Re: Event 129 secnvme

Posted: Fri Mar 08, 2019 4:12 am
by neatchee
It sounds like the problems you're seeing may be related to the special drive access that Primocache uses on the L2STORAGE volume
This is my best guess as well, considering I don't seem to have problems just using the drive on its own as storage.
It's definitely not a device defect, since Primocache can talk just fine with the 970 EVO when it's a cached volume.
I don't necessarily agree with this assessment. In fact, quite the opposite: using the 970 EVO as a cache volume, instead of the volume being cached, dramatically increases workload and thus any device defect would have more opportunity to manifest (especially if it's related to voltage instability or something similar). Besides, the cache operates normally for some time before the failure occurs, so it's not as simple as "primocache = issue"
Hopefully Samsung Magician isn't running all the time either, since it's a drive management utility that -can- mess with caching on a drive if it's enabled at Windows startup.
Not sure how I feel about this...I'm currently running Magician at startup, but it's also almost completely passive. The only active operations it does on the drive, as far as I'm aware, is when a benchmark test is run.

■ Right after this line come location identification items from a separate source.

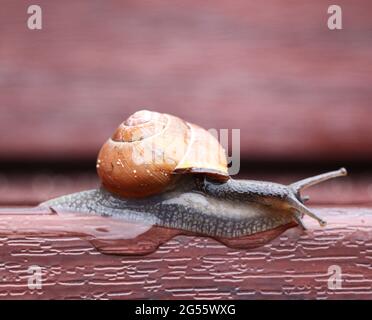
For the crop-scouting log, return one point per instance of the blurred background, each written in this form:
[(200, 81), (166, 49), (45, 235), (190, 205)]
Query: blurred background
[(300, 94)]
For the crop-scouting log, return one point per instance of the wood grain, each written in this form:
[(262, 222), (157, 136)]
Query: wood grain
[(272, 69), (293, 266)]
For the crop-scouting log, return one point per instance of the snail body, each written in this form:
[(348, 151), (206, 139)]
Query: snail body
[(189, 188)]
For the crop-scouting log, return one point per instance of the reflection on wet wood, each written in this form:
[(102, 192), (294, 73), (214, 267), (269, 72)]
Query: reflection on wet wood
[(294, 265)]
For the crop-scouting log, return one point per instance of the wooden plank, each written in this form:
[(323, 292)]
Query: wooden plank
[(33, 188), (296, 265), (272, 69)]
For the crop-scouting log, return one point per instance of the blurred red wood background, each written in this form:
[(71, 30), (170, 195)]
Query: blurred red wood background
[(273, 69), (300, 94)]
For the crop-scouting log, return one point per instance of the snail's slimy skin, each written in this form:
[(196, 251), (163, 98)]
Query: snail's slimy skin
[(232, 209)]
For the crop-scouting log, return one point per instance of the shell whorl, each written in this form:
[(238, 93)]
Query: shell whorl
[(145, 151)]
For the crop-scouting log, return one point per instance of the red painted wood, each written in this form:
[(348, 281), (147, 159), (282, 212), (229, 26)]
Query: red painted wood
[(296, 265), (271, 69)]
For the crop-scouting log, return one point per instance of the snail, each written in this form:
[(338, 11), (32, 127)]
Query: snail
[(160, 170)]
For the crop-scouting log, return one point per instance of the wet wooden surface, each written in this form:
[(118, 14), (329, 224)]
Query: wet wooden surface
[(296, 265), (272, 69)]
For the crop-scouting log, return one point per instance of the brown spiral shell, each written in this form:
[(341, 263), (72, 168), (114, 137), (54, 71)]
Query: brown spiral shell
[(149, 148)]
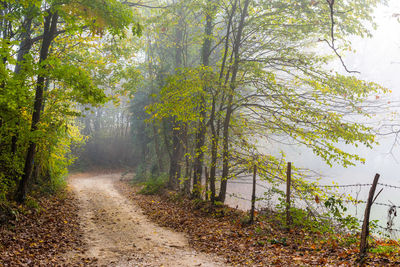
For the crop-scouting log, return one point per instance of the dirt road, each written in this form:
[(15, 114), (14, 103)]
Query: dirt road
[(118, 234)]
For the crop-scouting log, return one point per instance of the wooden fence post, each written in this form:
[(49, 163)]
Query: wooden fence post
[(207, 181), (253, 195), (288, 182), (365, 228)]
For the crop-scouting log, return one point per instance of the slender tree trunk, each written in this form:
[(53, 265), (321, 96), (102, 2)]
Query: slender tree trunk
[(24, 48), (229, 109), (50, 27), (201, 132), (177, 147), (157, 149), (214, 131)]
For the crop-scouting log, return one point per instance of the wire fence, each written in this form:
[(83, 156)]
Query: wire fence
[(391, 212)]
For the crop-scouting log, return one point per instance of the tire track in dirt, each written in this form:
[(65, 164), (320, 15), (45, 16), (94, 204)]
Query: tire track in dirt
[(119, 234)]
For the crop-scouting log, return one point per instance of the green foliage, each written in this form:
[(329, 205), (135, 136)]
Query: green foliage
[(154, 185), (77, 71)]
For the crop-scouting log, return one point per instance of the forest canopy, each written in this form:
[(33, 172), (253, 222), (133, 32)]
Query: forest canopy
[(183, 89)]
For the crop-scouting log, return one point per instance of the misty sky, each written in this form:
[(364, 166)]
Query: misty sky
[(378, 60)]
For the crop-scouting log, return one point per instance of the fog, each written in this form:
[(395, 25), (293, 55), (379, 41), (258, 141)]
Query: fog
[(378, 60)]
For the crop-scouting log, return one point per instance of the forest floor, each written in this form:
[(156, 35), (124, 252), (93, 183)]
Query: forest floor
[(117, 232), (102, 221), (223, 230)]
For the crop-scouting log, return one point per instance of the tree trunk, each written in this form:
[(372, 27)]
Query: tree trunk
[(201, 133), (229, 109), (214, 131), (177, 147), (50, 27), (24, 48)]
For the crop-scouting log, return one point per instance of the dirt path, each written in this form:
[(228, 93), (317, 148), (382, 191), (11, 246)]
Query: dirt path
[(118, 234)]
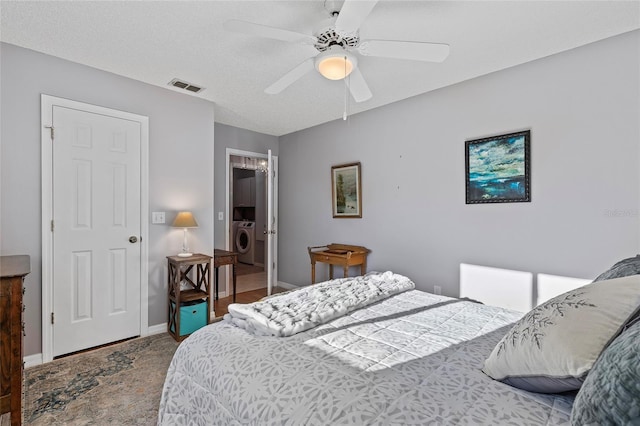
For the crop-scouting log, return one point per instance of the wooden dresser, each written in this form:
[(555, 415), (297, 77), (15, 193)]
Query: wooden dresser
[(13, 269)]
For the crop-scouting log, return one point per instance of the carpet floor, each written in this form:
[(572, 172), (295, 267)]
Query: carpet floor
[(118, 384)]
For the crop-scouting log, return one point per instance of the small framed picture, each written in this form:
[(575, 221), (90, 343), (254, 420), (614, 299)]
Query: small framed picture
[(346, 191), (497, 169)]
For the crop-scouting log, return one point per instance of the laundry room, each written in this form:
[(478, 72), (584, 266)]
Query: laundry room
[(249, 213)]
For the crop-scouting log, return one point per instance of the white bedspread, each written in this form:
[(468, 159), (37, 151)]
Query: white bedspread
[(311, 306), (411, 359)]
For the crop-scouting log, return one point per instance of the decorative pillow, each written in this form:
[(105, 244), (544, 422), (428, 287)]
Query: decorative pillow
[(553, 347), (611, 392), (624, 268)]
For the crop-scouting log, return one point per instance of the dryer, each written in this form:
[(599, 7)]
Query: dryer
[(246, 242)]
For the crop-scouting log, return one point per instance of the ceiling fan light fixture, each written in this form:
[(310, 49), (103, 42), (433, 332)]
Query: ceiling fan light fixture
[(335, 63)]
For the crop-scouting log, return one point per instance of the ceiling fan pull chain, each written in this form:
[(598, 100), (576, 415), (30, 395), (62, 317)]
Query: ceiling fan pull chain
[(344, 115)]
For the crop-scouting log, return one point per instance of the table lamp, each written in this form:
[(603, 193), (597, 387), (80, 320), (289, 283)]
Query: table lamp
[(185, 220)]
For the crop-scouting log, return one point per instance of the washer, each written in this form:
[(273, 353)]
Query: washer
[(245, 242)]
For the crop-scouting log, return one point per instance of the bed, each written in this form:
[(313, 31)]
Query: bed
[(409, 358)]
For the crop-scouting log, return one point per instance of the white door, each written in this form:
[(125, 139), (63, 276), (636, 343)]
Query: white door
[(96, 229), (272, 222)]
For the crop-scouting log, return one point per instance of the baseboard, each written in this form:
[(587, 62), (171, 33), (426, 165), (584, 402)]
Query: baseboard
[(157, 329), (32, 360), (36, 359), (287, 285)]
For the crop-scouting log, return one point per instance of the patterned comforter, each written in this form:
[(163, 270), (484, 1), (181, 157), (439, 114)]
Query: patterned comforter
[(411, 359)]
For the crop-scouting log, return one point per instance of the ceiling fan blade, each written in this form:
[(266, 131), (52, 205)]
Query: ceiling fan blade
[(352, 14), (413, 50), (358, 86), (290, 77), (268, 32)]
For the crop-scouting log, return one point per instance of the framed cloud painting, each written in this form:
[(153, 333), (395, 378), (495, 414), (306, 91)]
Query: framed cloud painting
[(497, 169)]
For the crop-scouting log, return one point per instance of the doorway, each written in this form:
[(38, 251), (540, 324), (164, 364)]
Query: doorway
[(94, 191), (248, 229)]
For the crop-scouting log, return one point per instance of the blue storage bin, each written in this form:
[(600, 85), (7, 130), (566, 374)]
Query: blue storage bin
[(193, 315)]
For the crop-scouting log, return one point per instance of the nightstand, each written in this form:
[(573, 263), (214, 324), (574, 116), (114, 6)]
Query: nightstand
[(192, 297)]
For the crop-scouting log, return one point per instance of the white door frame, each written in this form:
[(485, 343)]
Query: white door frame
[(229, 211), (46, 116)]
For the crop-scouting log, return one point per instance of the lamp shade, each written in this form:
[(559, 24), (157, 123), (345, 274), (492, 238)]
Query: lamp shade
[(185, 220)]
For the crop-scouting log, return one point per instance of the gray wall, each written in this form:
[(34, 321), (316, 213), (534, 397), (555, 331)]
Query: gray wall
[(181, 133), (582, 107)]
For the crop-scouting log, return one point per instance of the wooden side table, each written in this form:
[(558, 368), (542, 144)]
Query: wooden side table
[(338, 254), (179, 269), (221, 258), (13, 269)]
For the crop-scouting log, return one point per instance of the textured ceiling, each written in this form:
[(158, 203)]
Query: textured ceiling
[(155, 42)]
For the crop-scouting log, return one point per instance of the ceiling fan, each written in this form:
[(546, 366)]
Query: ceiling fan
[(337, 40)]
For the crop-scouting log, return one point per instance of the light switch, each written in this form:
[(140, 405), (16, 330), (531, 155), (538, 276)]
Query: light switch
[(157, 217)]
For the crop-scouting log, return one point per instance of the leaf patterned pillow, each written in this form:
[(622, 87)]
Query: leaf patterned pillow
[(553, 347)]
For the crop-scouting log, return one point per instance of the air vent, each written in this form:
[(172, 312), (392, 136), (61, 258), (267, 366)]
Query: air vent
[(184, 85)]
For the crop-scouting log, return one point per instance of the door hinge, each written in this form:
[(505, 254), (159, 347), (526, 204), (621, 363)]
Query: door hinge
[(51, 129)]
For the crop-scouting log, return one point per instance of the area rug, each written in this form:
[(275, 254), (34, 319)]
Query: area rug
[(119, 384)]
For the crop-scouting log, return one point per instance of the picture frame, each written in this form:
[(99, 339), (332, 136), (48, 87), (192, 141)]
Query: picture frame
[(346, 191), (497, 169)]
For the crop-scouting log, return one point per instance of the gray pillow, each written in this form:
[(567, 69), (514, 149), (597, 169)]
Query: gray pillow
[(624, 268), (553, 347), (610, 394)]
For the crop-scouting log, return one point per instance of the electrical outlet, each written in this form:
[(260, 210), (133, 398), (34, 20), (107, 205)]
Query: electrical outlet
[(157, 217)]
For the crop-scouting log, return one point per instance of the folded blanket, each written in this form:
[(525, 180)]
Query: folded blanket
[(300, 310)]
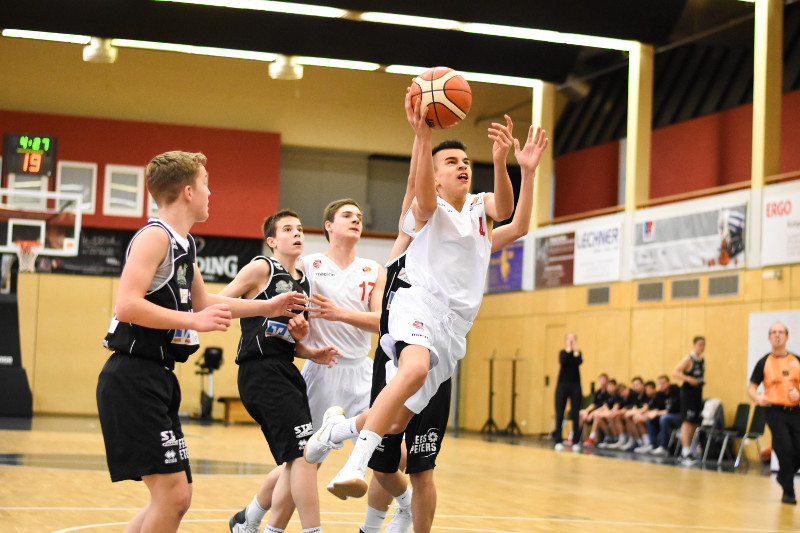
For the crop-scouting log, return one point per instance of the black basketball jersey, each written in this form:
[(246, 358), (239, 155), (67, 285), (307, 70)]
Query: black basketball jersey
[(171, 288), (269, 336), (396, 278), (697, 370)]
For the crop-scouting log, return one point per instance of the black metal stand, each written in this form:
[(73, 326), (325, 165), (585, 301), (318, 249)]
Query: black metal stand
[(490, 426), (513, 428)]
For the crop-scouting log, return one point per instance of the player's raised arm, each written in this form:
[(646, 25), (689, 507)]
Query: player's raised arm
[(500, 204), (528, 158)]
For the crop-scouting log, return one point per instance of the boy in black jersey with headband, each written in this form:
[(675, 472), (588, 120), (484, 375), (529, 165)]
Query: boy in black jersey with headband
[(271, 387), (161, 305)]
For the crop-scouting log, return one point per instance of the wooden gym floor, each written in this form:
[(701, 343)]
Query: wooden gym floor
[(53, 479)]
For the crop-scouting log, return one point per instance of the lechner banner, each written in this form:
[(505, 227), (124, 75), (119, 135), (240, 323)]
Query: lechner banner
[(555, 257), (780, 227), (505, 268), (597, 254), (687, 243)]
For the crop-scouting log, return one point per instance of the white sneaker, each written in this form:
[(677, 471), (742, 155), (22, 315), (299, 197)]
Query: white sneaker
[(238, 523), (349, 482), (644, 448), (401, 521), (320, 445)]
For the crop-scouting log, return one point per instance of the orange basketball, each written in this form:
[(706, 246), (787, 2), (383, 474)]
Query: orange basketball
[(445, 93)]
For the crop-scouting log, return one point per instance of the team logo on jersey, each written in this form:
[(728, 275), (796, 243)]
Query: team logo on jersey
[(168, 439), (180, 276), (303, 430), (276, 329), (187, 337), (283, 286)]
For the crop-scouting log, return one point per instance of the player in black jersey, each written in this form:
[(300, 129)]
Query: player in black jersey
[(691, 371), (270, 385), (161, 305)]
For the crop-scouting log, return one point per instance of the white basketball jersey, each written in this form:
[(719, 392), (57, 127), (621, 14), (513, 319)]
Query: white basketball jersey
[(350, 288), (449, 256)]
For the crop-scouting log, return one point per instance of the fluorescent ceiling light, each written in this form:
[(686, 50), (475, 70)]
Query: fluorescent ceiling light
[(47, 36), (407, 20), (268, 5), (469, 76), (548, 36), (337, 63), (197, 50)]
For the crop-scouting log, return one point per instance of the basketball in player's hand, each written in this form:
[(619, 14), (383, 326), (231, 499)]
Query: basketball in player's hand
[(446, 95)]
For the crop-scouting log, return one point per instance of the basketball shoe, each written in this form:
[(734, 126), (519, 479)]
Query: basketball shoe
[(320, 445), (401, 522), (238, 523)]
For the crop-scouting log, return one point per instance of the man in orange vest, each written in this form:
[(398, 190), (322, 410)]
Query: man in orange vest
[(779, 371)]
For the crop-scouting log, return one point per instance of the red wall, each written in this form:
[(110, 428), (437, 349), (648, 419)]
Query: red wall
[(243, 166), (705, 152), (586, 180)]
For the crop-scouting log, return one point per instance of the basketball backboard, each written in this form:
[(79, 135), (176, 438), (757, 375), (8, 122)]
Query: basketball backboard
[(52, 218)]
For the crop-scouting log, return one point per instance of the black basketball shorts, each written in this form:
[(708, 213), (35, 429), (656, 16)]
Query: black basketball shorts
[(424, 434), (274, 393), (138, 402)]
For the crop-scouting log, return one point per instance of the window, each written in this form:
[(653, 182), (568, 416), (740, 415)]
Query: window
[(123, 193), (79, 178)]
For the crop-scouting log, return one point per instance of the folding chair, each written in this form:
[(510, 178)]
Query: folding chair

Otherwise it's just there to read S.M.A.R.T. values and check firmware.
I haven't tried running without Magician since I initially upgraded the drive's firmware, so maybe I'll give that a shot if the RMA replacement doesn't help.

Re: Event 129 secnvme

Posted: Fri Mar 08, 2019 4:30 am
by Jaga
Will be interesting to hear what the replacement drive does for you.